By Alexandra Toy
ALPHARETTA (BP)—In the summer of 2016, college students from Temple Baptist Church in Ruston, La., traveled to Chicago and Calgary to learn to live on mission. That experience not only changed the lives of the students, it had an inspirational impact on the church as well.
Temple Baptist consistently encourages its students to live on mission and to passionately pursue the Lord’s will for their lives. Because of that, many of the church’s students participate in GenSend—a collegiate opportunity where students learn how to lead missional lives in specific contexts through mercy ministry and church planting.
“Initially, I felt a pull towards the city of Calgary when I first heard about it at Temple, but I rejected the Lord’s call,” said GenSend participant Jackie Widder. “I decided to serve in Turkey for the summer, but when the government closed the country’s borders, I realized I had been making my own plans instead of listening to God. After many months of prayer, and receiving encouragement and mentorship from my college pastor, I felt a peace about going to Calgary and decided to listen to God.”
“Living on mission is a big emphasis at Temple,” said Temple Baptist college student Mitchell McCallon. “It is consistently preached from the pulpit, and it is lived out in our leaders lives. Pastor Casey, our college minister, played a huge role in motivating me to go on GenSend. He is constantly encouraging us not to waste our summers.”

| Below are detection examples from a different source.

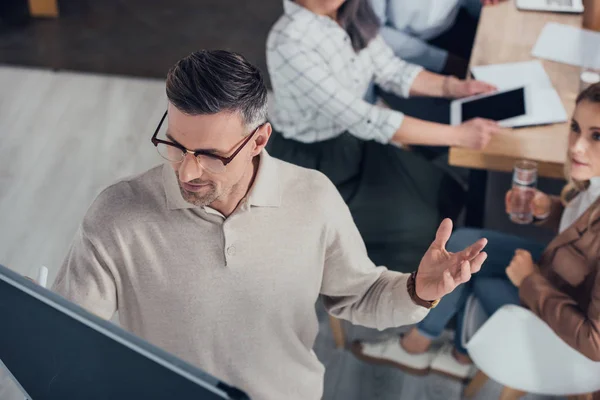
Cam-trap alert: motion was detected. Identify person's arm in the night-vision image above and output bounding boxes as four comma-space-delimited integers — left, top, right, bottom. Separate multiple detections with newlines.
535, 196, 565, 232
380, 26, 448, 73
367, 35, 496, 99
267, 38, 404, 143
319, 177, 487, 329
267, 38, 499, 148
321, 177, 428, 330
519, 263, 600, 361
52, 226, 117, 320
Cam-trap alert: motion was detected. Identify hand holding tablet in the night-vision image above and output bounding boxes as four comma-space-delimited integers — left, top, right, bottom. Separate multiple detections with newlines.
450, 87, 530, 127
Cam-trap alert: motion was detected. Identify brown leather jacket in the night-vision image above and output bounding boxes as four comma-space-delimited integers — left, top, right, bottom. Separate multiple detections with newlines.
519, 198, 600, 360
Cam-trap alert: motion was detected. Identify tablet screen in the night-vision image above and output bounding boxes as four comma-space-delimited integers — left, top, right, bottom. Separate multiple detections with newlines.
461, 88, 526, 121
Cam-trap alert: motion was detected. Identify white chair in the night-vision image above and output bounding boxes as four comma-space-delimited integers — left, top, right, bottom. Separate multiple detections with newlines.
461, 296, 600, 399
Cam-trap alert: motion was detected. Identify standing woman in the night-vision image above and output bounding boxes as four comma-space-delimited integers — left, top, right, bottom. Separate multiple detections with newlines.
267, 0, 498, 271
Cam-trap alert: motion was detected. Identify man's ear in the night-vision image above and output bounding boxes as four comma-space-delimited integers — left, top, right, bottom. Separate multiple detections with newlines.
253, 122, 273, 155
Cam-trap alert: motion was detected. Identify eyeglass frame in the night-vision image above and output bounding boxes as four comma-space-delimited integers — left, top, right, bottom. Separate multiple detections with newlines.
150, 110, 266, 171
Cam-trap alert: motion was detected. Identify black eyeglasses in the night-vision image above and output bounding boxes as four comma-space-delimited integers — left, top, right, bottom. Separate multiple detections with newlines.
151, 111, 266, 174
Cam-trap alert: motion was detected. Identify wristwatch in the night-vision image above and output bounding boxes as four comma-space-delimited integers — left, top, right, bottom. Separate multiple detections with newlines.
406, 271, 440, 309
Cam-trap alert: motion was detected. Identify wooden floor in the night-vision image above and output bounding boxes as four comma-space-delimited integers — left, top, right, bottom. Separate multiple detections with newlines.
0, 67, 564, 400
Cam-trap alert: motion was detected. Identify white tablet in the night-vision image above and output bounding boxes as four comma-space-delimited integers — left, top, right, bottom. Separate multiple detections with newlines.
450, 87, 531, 127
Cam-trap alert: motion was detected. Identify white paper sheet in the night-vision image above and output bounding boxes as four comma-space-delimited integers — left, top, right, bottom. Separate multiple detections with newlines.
531, 22, 600, 69
471, 61, 567, 127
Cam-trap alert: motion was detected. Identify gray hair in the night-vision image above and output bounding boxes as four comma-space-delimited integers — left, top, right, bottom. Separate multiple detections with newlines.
167, 50, 268, 131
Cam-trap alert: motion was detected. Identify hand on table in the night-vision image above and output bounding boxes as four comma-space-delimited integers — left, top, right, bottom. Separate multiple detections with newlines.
442, 53, 469, 78
453, 118, 500, 150
415, 219, 487, 301
506, 249, 539, 287
504, 189, 552, 219
444, 76, 497, 99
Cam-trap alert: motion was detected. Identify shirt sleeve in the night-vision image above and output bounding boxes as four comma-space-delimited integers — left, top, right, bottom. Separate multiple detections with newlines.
367, 35, 423, 97
268, 39, 404, 143
321, 177, 429, 330
519, 266, 600, 361
52, 227, 117, 319
381, 26, 448, 73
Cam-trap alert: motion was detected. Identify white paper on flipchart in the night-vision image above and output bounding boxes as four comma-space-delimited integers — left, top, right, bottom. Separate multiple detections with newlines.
471, 61, 567, 127
531, 22, 600, 69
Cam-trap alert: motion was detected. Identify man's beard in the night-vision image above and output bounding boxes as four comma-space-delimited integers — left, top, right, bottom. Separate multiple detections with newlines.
175, 171, 219, 207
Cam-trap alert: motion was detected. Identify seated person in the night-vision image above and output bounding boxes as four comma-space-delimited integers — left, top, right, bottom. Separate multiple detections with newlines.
371, 0, 500, 77
353, 84, 600, 379
267, 0, 499, 272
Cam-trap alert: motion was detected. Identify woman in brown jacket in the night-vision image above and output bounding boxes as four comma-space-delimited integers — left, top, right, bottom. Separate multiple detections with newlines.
353, 84, 600, 379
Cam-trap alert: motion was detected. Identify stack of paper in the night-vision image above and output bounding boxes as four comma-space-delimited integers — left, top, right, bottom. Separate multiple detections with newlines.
531, 22, 600, 69
471, 61, 567, 127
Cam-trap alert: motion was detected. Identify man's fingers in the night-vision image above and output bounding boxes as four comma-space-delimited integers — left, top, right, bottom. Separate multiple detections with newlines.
434, 218, 452, 249
454, 261, 471, 285
470, 251, 487, 274
460, 238, 487, 261
443, 269, 456, 293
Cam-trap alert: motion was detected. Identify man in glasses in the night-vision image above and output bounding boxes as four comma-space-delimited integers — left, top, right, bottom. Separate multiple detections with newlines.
54, 51, 486, 400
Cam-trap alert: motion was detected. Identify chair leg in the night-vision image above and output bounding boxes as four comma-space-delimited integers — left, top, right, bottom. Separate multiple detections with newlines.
499, 386, 527, 400
463, 371, 490, 399
329, 315, 346, 349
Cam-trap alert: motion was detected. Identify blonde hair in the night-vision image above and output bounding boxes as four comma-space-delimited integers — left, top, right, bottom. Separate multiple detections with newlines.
560, 83, 600, 229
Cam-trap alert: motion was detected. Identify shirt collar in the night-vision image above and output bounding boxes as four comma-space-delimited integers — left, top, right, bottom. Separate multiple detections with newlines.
163, 150, 281, 210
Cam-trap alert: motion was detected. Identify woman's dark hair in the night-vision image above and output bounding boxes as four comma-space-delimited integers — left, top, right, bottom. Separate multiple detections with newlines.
338, 0, 380, 51
167, 50, 267, 129
560, 83, 600, 212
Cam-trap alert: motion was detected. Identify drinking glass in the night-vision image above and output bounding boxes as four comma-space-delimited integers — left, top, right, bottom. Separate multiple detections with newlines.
510, 160, 537, 224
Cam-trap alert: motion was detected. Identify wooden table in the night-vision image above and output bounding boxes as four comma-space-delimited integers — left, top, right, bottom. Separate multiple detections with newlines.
27, 0, 58, 18
449, 0, 582, 226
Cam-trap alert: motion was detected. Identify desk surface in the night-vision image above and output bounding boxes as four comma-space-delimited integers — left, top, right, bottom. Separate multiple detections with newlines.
449, 1, 582, 178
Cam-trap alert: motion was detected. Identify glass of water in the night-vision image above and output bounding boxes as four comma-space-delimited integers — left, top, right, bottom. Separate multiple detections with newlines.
510, 160, 537, 224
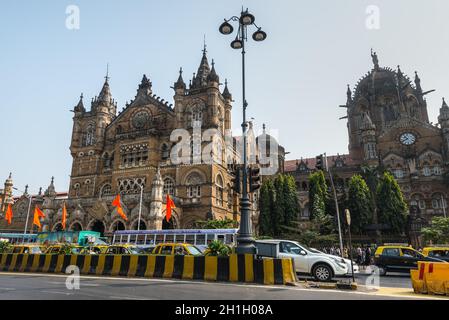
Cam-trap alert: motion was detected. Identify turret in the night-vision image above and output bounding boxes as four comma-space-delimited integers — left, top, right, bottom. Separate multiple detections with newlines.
360, 112, 378, 165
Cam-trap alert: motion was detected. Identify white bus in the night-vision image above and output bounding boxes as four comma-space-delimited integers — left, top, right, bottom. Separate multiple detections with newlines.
112, 229, 238, 247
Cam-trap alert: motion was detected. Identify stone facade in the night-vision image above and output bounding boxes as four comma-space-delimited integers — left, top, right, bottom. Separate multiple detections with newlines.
0, 49, 258, 233
285, 53, 449, 245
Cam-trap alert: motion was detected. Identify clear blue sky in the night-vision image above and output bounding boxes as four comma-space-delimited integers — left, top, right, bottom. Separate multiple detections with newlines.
0, 0, 449, 192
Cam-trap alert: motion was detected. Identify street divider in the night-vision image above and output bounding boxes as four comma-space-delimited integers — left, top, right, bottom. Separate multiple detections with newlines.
410, 262, 449, 296
0, 254, 297, 285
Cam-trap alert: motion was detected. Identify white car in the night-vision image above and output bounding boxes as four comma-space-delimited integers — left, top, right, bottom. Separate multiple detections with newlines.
310, 248, 360, 275
261, 240, 350, 281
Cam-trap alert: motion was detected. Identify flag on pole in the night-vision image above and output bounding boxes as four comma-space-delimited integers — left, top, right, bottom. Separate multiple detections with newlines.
112, 194, 128, 221
165, 194, 176, 222
5, 204, 12, 224
33, 206, 45, 229
62, 201, 67, 230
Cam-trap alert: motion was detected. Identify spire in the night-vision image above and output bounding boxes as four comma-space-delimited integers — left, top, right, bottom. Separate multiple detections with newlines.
221, 79, 232, 100
371, 48, 379, 71
346, 84, 352, 105
173, 67, 186, 90
207, 59, 220, 83
192, 43, 210, 89
136, 74, 153, 98
74, 93, 86, 112
98, 76, 112, 103
45, 177, 56, 196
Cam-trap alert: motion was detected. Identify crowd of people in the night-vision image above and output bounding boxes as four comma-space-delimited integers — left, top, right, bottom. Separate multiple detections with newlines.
321, 245, 377, 266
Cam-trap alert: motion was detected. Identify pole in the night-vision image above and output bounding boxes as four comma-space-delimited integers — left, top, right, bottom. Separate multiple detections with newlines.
137, 185, 143, 231
236, 23, 256, 254
348, 226, 355, 282
441, 195, 447, 218
23, 195, 33, 240
324, 153, 343, 256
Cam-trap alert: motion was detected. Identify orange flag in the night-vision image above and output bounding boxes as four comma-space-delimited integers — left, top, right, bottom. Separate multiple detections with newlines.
62, 202, 67, 230
33, 207, 45, 229
112, 195, 128, 221
165, 194, 176, 222
5, 204, 12, 224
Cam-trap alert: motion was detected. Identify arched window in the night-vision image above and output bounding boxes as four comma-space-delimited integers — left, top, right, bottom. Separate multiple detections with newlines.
164, 177, 175, 196
410, 194, 426, 210
215, 175, 223, 207
161, 143, 170, 160
186, 172, 202, 198
83, 124, 95, 147
393, 167, 404, 179
433, 163, 443, 176
192, 107, 203, 127
423, 162, 432, 177
101, 183, 112, 197
432, 193, 447, 209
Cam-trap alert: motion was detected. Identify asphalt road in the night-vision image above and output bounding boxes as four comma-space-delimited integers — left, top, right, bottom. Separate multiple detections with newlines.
0, 273, 422, 300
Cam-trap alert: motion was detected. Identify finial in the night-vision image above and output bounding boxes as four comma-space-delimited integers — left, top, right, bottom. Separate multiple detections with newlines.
104, 63, 109, 82
203, 34, 207, 56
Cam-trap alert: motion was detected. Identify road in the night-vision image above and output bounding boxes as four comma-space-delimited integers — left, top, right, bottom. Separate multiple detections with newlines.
0, 273, 430, 300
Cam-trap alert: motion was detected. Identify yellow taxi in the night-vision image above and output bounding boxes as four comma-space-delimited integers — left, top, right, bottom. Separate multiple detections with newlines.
374, 244, 441, 275
152, 243, 202, 256
11, 244, 43, 254
102, 244, 144, 254
422, 245, 449, 262
45, 244, 83, 254
79, 246, 108, 255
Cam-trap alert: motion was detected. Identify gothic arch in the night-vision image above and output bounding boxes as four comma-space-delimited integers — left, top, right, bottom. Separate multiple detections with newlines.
109, 219, 127, 232
68, 220, 83, 231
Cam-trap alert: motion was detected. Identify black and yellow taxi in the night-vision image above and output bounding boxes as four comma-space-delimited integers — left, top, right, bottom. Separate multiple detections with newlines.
45, 244, 83, 254
422, 245, 449, 262
374, 244, 442, 275
152, 243, 202, 256
11, 244, 43, 254
102, 244, 144, 254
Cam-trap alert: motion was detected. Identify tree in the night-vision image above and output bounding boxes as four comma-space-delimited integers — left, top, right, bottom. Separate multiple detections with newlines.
196, 218, 238, 229
421, 217, 449, 244
259, 179, 279, 236
346, 174, 373, 233
259, 174, 299, 236
309, 171, 328, 220
376, 171, 408, 233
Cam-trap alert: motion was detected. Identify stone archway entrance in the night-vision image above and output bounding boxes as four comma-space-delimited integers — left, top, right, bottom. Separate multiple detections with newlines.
90, 220, 105, 235
162, 217, 175, 230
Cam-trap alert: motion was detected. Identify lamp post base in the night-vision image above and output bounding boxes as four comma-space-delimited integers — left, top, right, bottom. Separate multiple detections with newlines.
235, 196, 257, 254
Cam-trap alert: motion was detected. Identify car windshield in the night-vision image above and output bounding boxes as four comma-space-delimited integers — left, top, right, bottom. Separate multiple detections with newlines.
187, 246, 202, 256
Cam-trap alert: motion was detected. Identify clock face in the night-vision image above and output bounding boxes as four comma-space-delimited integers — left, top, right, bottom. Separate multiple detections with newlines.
400, 133, 416, 146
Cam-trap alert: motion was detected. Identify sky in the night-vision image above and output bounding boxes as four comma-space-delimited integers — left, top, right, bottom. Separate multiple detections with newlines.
0, 0, 449, 194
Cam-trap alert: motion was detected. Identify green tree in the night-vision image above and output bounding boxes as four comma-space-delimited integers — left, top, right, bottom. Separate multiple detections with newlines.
309, 171, 328, 220
283, 175, 299, 226
347, 175, 373, 233
421, 217, 449, 244
259, 179, 279, 236
376, 171, 408, 233
195, 218, 238, 229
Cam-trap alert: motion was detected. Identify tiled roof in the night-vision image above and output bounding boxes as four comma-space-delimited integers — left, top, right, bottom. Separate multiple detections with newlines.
284, 154, 355, 172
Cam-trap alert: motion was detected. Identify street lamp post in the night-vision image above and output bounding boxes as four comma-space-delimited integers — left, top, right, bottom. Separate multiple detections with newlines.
219, 9, 267, 254
137, 184, 143, 231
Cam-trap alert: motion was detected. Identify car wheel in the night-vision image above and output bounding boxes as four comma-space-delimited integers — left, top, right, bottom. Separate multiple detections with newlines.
378, 267, 387, 276
312, 264, 332, 282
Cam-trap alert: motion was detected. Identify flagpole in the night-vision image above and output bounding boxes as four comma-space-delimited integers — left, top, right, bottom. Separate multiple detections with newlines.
137, 185, 143, 231
23, 195, 33, 241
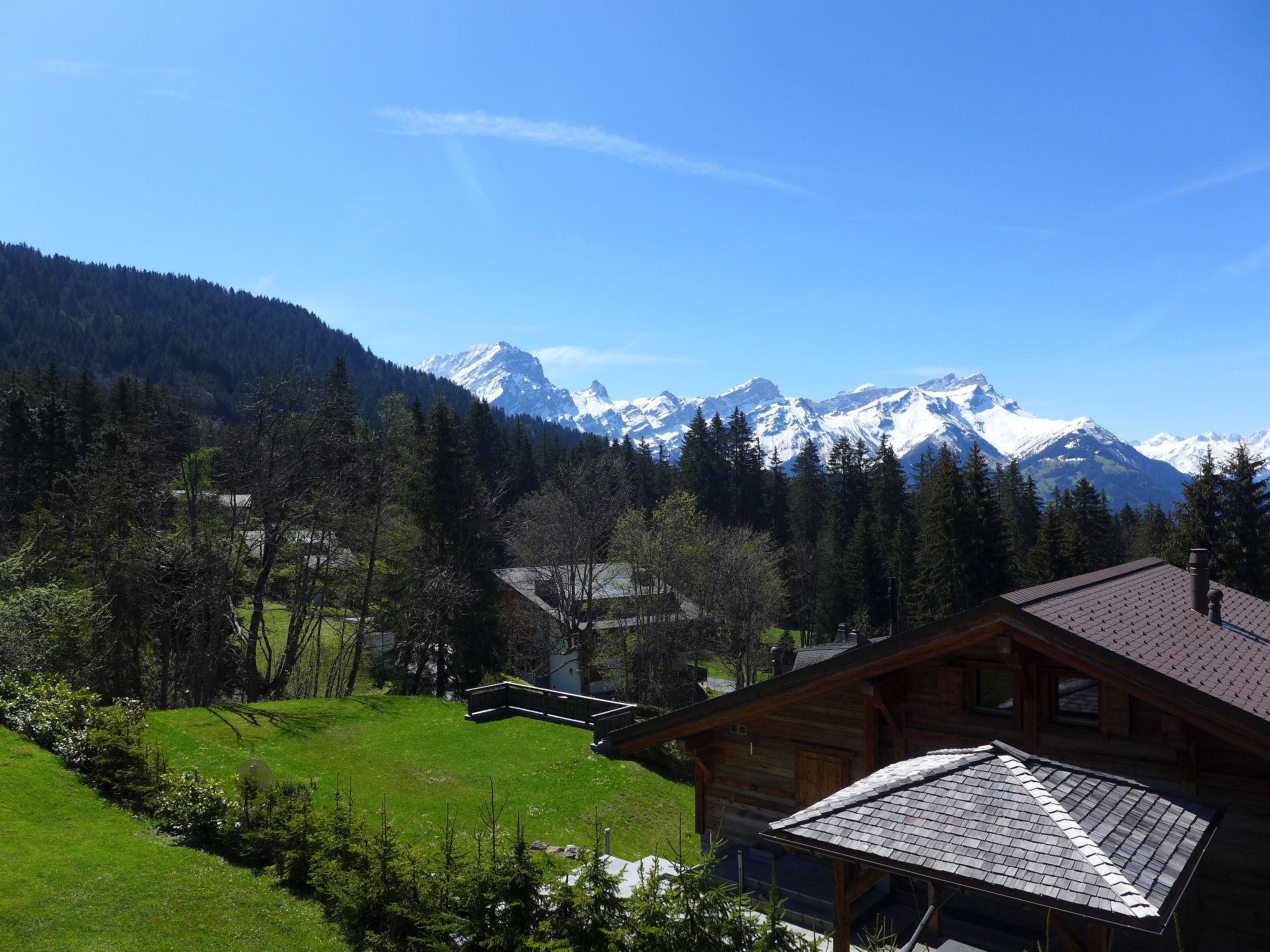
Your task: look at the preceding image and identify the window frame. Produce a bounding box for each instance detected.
[1049,670,1103,730]
[968,664,1018,718]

Both the Chicago and Calgary groups were impacted by the needs they recognized in the cities.
“Chicago needs more pastors and more church planters,” said McCallon. “But most of all, it needs faithful followers of Christ to go into the city and do life with the people who live there, which begins with the church.”
“One thing I noticed about Calgary is the people are lonely and searching for purpose,” said Widder. “They are longing for community, even if they don’t realize it. Also, the city does not have enough churches for the 1.3 million people who live there. Most of the church plants are new and in need of volunteers. If more churches were planted, then the people of Calgary would receive the community they desire, but, for now, there are not nearly enough churches to adequately serve the city.”
At the end of the summer, each group’s leader gave an overview of their summer to the congregation.
“We presented videos of the GenSenders work to the congregation,” said senior pastor Reggie Bridges. “The videos explain where the students went, what they did and how the congregation’s support to the Annie Armstrong Easter Offering (AAEO) enabled them to do it. The videos physically showed our kids living on mission.”
Because of the stories shared by their student missionaries, Temple could put faces to their AAEO giving. Seeing the needs of each city through the eyes the students provided an excellent reminder of the importance of the yearly offering and its support of missionaries throughout North America.
“One thing Temple Baptist does extraordinarily well is caring and providing for college students,” says McCallon. “I can’t say enough about how much support we as a college ministry receive from the general congregation. I think this is reflected in the amount given to the Annie Armstrong Easter Offering. Simply put, Temple loves supporting its college students in their walks with God, and they are always enthusiastic when individual students express a call to ministry or missions.”
GenSend’s purpose is being fulfilled in churches such as Temple Baptist. The students are learning how to live on mission, while simultaneously motivating their home church to see the needs of the cities they are stationed in and meeting them through the AAEO.
“This is not a Temple story, it’s a kingdom story,” Pastor Reggie says. “We’re just excited to be a part of it.”
Everything given to NAMB through AAEO goes directly to missionaries in the field. The offering accounts for 50 percent of NAMB’s annual resources.
NAMB hopes to see every church on mission, whether that be through praying for missionaries, participating by going on trips or sending missionaries from their churches or through providing the financial resources needed to finance missionaries’ work in the field.
Editor’s Note: Earlier versions of this story reported inaccurate figures regarding Temple’s AAEO giving. The church reports that it has averaged $58,263.00 given to AAEO over the last three years.